Once we arrived at street level, we asked around to find the bus stop for The Original London Sightseeing Tour. This company is one that offers open-top double-decker bus tours of London’s sights. You buy tickets that are valid all day. You can hop on and off. You receive earphones for a detailed commentary. Children also get a special fun pack.
Knowing that Mark would be young enough to go free, we calculated that two adults and one child would cost us £56 for the day. We used some Tesco Clubcard vouchers towards the tickets. For every £2.50 in Clubcard, you receive £10 in vouchers. Therefore we exchanged £12.50 to get £50, and expected to pay the balance of £6 in cash. But I was charged £60: I didn’t realise the prices had increased on 1st April. We could have exchanged a further £2.50 in vouchers and not have had to pay a single penny. Dang, to quote my American friends.
It was an ideal day to sit on top of an open bus. 15° Celsius (59° Fahrenheit), and sunny, so great weather but not hot. The tour would take us all across central London. We saw Hyde Park, Marble Arch, Park Lane, Oxford Street, Marylebone Road and ground to a halt on Regent Street. With Mark getting extremely bored and both children struggling to keep the adult-sized earphones in their ears, we elected to jump off. Using McDonald’s for the only thing it’s worth (their toilets), we dived into Oxford Circus tube station and headed for St James’s Park station, from where we headed for the park itself and enjoyed a picnic. The park squirrels were tame, and the ice cream from a kiosk was good. (There is no connection between the squirrels and the ice cream.)

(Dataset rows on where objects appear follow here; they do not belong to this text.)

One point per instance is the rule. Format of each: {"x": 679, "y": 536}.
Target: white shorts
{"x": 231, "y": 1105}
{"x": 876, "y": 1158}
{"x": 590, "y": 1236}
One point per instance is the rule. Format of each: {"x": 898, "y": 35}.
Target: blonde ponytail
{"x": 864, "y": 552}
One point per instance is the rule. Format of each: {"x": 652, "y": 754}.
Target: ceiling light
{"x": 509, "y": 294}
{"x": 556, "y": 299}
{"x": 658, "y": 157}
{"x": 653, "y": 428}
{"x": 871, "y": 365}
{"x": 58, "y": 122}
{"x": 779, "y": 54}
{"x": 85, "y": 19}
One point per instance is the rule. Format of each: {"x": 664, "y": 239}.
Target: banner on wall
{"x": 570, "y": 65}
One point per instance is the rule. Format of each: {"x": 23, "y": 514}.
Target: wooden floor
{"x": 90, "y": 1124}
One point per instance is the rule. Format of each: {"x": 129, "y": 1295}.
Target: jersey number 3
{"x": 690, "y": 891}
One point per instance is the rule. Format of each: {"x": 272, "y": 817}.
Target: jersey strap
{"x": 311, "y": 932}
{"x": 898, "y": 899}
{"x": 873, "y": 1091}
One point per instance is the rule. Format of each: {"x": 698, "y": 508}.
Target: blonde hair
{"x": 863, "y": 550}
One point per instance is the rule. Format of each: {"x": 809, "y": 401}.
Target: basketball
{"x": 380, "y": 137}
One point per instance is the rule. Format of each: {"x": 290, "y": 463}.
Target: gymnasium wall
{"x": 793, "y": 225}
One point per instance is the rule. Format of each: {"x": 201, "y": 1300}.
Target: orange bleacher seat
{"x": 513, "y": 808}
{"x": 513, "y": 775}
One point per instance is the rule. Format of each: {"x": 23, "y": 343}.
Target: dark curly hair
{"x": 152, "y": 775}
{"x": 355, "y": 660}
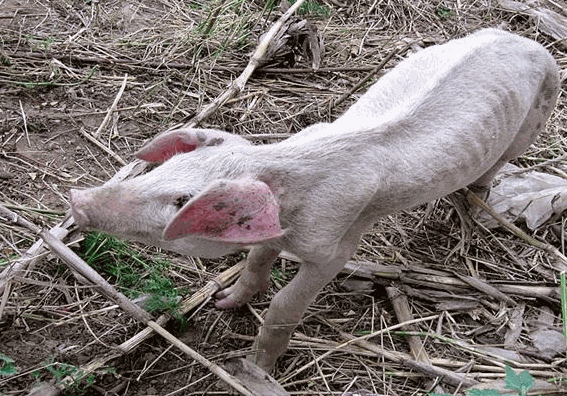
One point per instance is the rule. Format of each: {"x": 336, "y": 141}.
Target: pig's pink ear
{"x": 165, "y": 146}
{"x": 243, "y": 211}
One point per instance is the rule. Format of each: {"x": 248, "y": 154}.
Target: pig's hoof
{"x": 236, "y": 296}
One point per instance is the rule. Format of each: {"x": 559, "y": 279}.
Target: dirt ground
{"x": 62, "y": 65}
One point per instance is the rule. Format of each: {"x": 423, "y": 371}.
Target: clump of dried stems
{"x": 429, "y": 302}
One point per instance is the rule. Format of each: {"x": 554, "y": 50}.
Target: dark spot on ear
{"x": 201, "y": 136}
{"x": 220, "y": 206}
{"x": 182, "y": 200}
{"x": 243, "y": 220}
{"x": 215, "y": 142}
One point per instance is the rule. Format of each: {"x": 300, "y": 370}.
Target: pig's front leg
{"x": 288, "y": 307}
{"x": 254, "y": 278}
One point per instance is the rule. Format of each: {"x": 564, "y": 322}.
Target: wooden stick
{"x": 78, "y": 265}
{"x": 112, "y": 109}
{"x": 237, "y": 85}
{"x": 561, "y": 259}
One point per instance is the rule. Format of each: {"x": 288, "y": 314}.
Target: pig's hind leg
{"x": 534, "y": 122}
{"x": 254, "y": 278}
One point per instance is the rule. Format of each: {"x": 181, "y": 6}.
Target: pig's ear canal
{"x": 165, "y": 146}
{"x": 230, "y": 211}
{"x": 181, "y": 200}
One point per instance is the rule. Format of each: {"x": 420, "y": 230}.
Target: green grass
{"x": 72, "y": 378}
{"x": 314, "y": 9}
{"x": 133, "y": 275}
{"x": 521, "y": 383}
{"x": 7, "y": 366}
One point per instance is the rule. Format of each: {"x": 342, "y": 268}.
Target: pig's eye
{"x": 182, "y": 200}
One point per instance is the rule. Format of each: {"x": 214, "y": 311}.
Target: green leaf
{"x": 7, "y": 366}
{"x": 484, "y": 392}
{"x": 521, "y": 382}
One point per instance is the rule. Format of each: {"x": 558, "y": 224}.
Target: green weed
{"x": 132, "y": 274}
{"x": 314, "y": 9}
{"x": 7, "y": 366}
{"x": 522, "y": 383}
{"x": 71, "y": 377}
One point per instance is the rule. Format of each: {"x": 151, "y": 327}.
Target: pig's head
{"x": 199, "y": 201}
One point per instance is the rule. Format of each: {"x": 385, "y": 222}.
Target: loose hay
{"x": 61, "y": 68}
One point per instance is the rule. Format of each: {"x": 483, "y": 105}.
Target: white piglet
{"x": 446, "y": 118}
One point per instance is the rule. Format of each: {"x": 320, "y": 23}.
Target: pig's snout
{"x": 79, "y": 201}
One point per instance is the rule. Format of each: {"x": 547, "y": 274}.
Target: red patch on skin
{"x": 164, "y": 147}
{"x": 241, "y": 212}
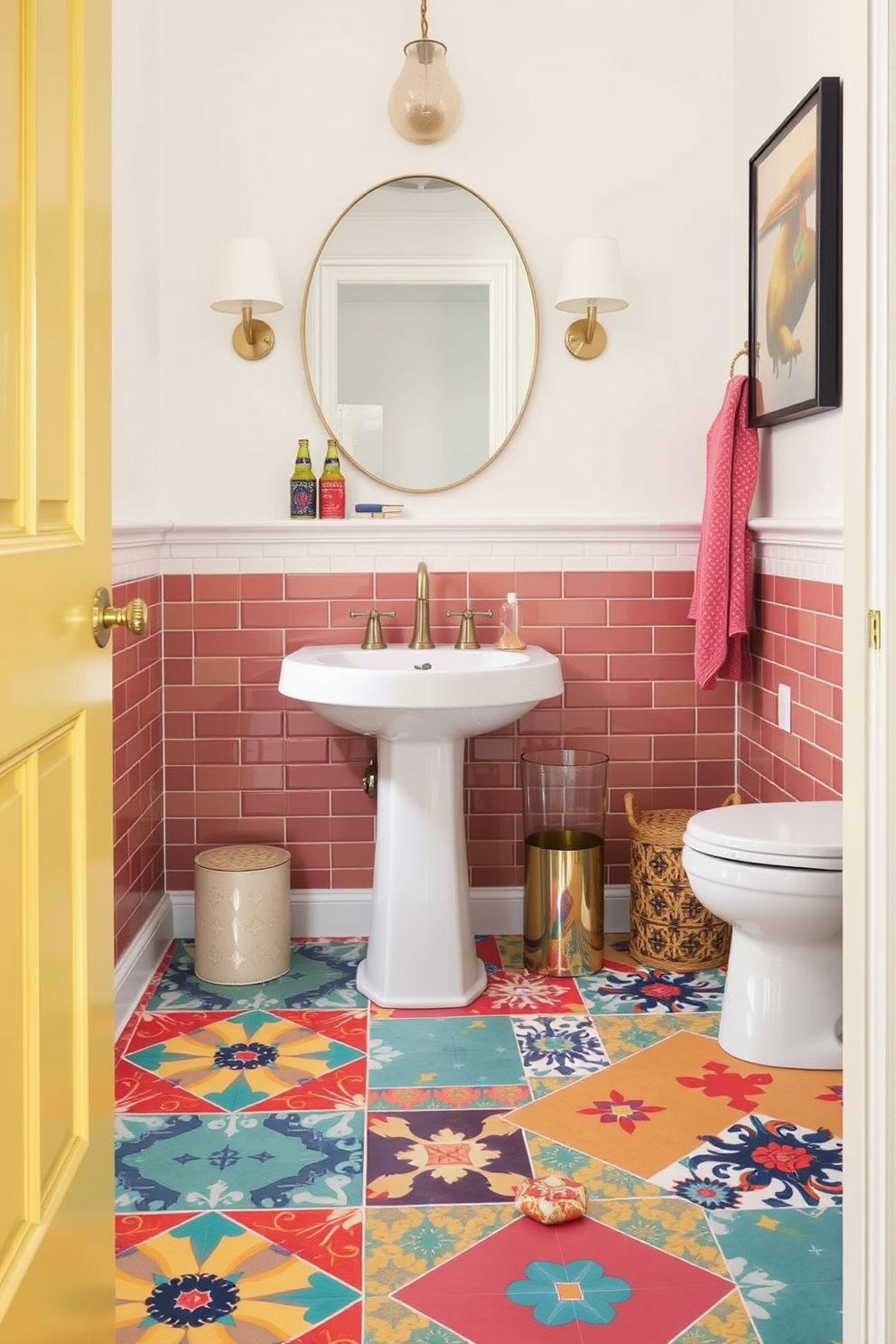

From there, we walked down to see Buckingham Palace, which was the place Rebekah most wanted to see. Despite being a Londoner, I’ve never seen it in the flesh before, either. Neither Debbie nor I are avid Republicans (the thought of a President Blair or – worse – President Mandelson is scary enough), but we are both instinctively ambivalent about royalty, so it is never a place I have been worried about seeing. However, Becky was delighted, and from there was content to head home.
While in St James’s Park, she repeated a question we’d had to defer the other day: why was Jesus crucified? I tried to give her a simple answer on two levels. One was about how good people can upset bad people. The other was about the kindness of a friend who takes the blame for us. (Yes, I know that latter one can be pushed too far in some models of the atonement, but it was a place to start that she could understand, but I’m following people like Tom Wright here who accepts a form of substitutionary atonement while rejecting the ‘Pierced for our Transgressions‘ school. I also know there are problems with that particular article of Wright’s, but I’m interested here more in what he affirms than his attitude to certain partners in the debate.)
Once home, Rebekah wanted to show me something she has been making since yesterday. She has wanted to make a model of the Cross on which Jesus died. I have to tell you it is made out of pink and purple lolly sticks from a craft set, but don’t be put off. At one stage yesterday, she wanted to make a Jesus to go on it, using furry balls, but that part of the project had evidently foundered. Nevertheless, the cross was decorated with the words ‘Jesus was crucified’ and a series of hearts.
But while there was no body of Jesus on the lolly stick cross, there was something else: a montage of triangles, soaked in glitter.
“That’s the star,” she told me, “the star that led the wise men to Bethlehem.”
She gets it. At the age of six, she knows in a simple way that the incarnation and the atonement cannot be divided. Oh that more of us would.